Through the Looking Glass Children's Book Reviews

The Curse of the Romanovs

The Curse of the Romanovs

Staton Rabin
Historical Fiction
For ages 12 and up
Simon and Schuster, 2007   ISBN: 978-1416902089

Alexei Nikolayevich, the future Tsar of Russia, has been very ill again. Being a hemophiliac he is often ill and his parents frequently fear for his life. This time he got a nose bleed and it simply would not stop. His terrified mother, the Tsarina, sent for their family friend, Rasputin. Rasputin somehow is able to ease Alexei’s pain and he gives him relief when he is bleeding internally. No one else is able to help at these times. Because he is able to help Alexei in this way, the royal family are grateful to Rasputin and the Tsarina believes that he is a holy man, sent by God to help her son. No one else likes Rasputin however. His is a decidedly shady person with unsavory habits, and his influence over the royal family is deeply resented by many.

Soon after the nose bleed episode Alexei observes an encounter between Rasputin and his mother which convinces him that Rasputin has to be removed. Alexei goes to his cousin Felix Yusupov to ask for his help. Felix then arranges to have Rasputin assassinated. Unfortunately the so-called holy man is not that easy to kill. Even after he is poisoned, shot, beaten, and thrown in the river, he still will not die. In terror Alexei runs away from the horrible man. He then tries a mind trick that Rasputin taught him and then the next thing he knows he is in New York City and the year is 2010.

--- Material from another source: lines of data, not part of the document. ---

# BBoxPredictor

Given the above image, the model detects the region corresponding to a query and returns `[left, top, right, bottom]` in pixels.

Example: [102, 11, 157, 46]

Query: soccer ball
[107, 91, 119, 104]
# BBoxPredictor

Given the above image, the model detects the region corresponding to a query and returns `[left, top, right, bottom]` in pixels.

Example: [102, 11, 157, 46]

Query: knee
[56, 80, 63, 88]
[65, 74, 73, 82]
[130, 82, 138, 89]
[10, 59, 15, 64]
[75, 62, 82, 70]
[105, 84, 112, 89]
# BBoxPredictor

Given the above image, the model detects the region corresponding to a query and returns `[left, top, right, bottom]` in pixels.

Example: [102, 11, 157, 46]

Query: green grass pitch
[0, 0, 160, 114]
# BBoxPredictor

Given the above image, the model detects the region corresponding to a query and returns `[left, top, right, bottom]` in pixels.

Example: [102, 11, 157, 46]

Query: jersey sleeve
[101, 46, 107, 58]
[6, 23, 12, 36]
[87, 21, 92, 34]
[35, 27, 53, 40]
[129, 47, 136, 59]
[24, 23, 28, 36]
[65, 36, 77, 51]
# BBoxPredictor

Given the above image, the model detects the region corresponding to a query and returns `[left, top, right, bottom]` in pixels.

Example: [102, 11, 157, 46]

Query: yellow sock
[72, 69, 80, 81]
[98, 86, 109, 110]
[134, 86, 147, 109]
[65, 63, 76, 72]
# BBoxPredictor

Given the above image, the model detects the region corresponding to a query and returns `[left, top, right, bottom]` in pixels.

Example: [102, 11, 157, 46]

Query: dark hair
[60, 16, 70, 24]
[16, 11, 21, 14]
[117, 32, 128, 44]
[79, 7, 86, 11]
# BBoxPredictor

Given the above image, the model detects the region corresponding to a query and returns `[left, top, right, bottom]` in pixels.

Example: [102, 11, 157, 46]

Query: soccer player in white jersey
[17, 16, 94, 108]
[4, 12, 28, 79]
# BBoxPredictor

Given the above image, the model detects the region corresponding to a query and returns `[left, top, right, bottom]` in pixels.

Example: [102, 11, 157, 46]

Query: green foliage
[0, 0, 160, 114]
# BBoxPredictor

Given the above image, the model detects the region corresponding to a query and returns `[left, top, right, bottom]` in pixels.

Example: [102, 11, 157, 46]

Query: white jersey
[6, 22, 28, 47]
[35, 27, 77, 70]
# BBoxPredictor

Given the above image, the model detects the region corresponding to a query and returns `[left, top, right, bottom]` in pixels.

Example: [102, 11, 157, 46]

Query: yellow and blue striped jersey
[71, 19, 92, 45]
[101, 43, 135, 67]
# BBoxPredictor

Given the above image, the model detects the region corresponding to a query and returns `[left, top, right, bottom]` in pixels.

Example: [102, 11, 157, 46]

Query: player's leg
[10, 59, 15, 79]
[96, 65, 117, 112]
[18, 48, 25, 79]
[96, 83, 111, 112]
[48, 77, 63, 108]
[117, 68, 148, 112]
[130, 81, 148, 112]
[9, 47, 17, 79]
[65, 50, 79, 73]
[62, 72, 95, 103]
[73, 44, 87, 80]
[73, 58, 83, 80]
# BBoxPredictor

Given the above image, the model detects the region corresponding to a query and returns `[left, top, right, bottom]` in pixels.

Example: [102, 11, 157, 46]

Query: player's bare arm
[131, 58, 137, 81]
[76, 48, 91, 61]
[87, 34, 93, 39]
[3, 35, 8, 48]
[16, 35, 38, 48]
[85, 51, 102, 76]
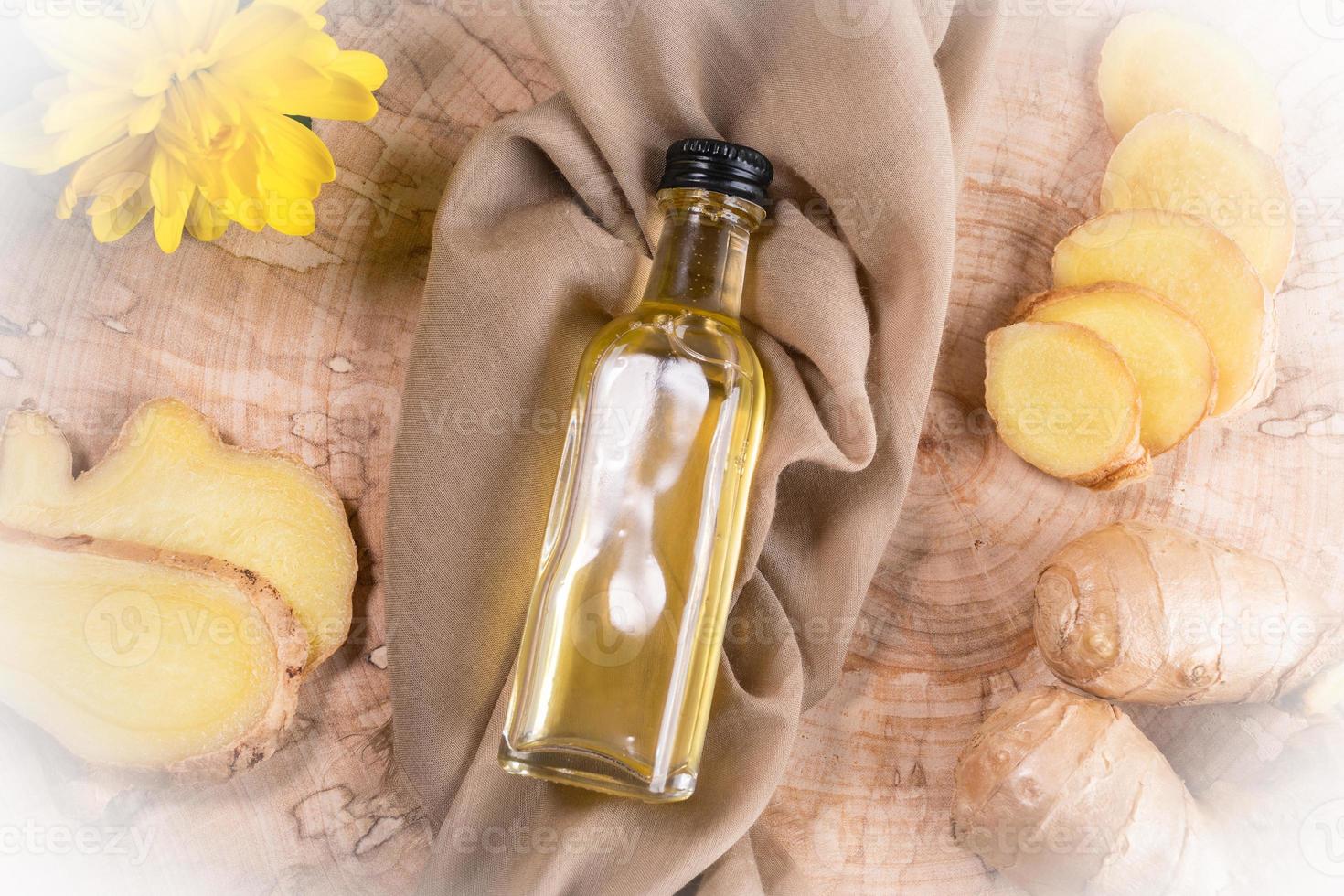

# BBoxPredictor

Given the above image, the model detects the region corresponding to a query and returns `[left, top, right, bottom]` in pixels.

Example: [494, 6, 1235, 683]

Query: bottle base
[498, 741, 695, 804]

Luckily Alexei’s journey into the future does not leave him completely stranded. He finds himself in the company of a girl, Varda, who quickly takes him under her wing. She is fascinated by his story and does her best to help him find his bearing in her world. Then he learns what happened to his country and his family in 1917 and 1918, and he is desperate to get back to Russia to try to save his parents and his sisters before it is too late. Will it be possible for him, the delicate hemophiliac who has always been protected from the world, to be able to go back in time to save his family from the revolution which is going to rip Russia apart?

In this superb book Staton Rabin weaves together fact and fiction to create a book which truly gives readers a sense of what it might have been like to be a part of the Romanov family. We are able to see how out of touch the Romanov’s were with what was going on in Russia and how ill equipped the Tsar was for the role he was given. Most of all we can see how much the entire family suffered because of Alexei’s illness. They were always afraid for him, and they all suffered with him when he screamed with pain.

And then there is the adventure side to the story, the gripping and thrilling journeys through time which allow Alexei to come into contact with a girl from New York City who grows to love him and who discovers that she is connected to him in more ways than one.

Wonderfully crafted and thoroughly enjoyable to read, this excellent book shows once again that Staton Rabin is clearly a writer to watch.

At the back of the book the author has included extensive notes on the history of her characters, background information on the Russian revolution, and much more.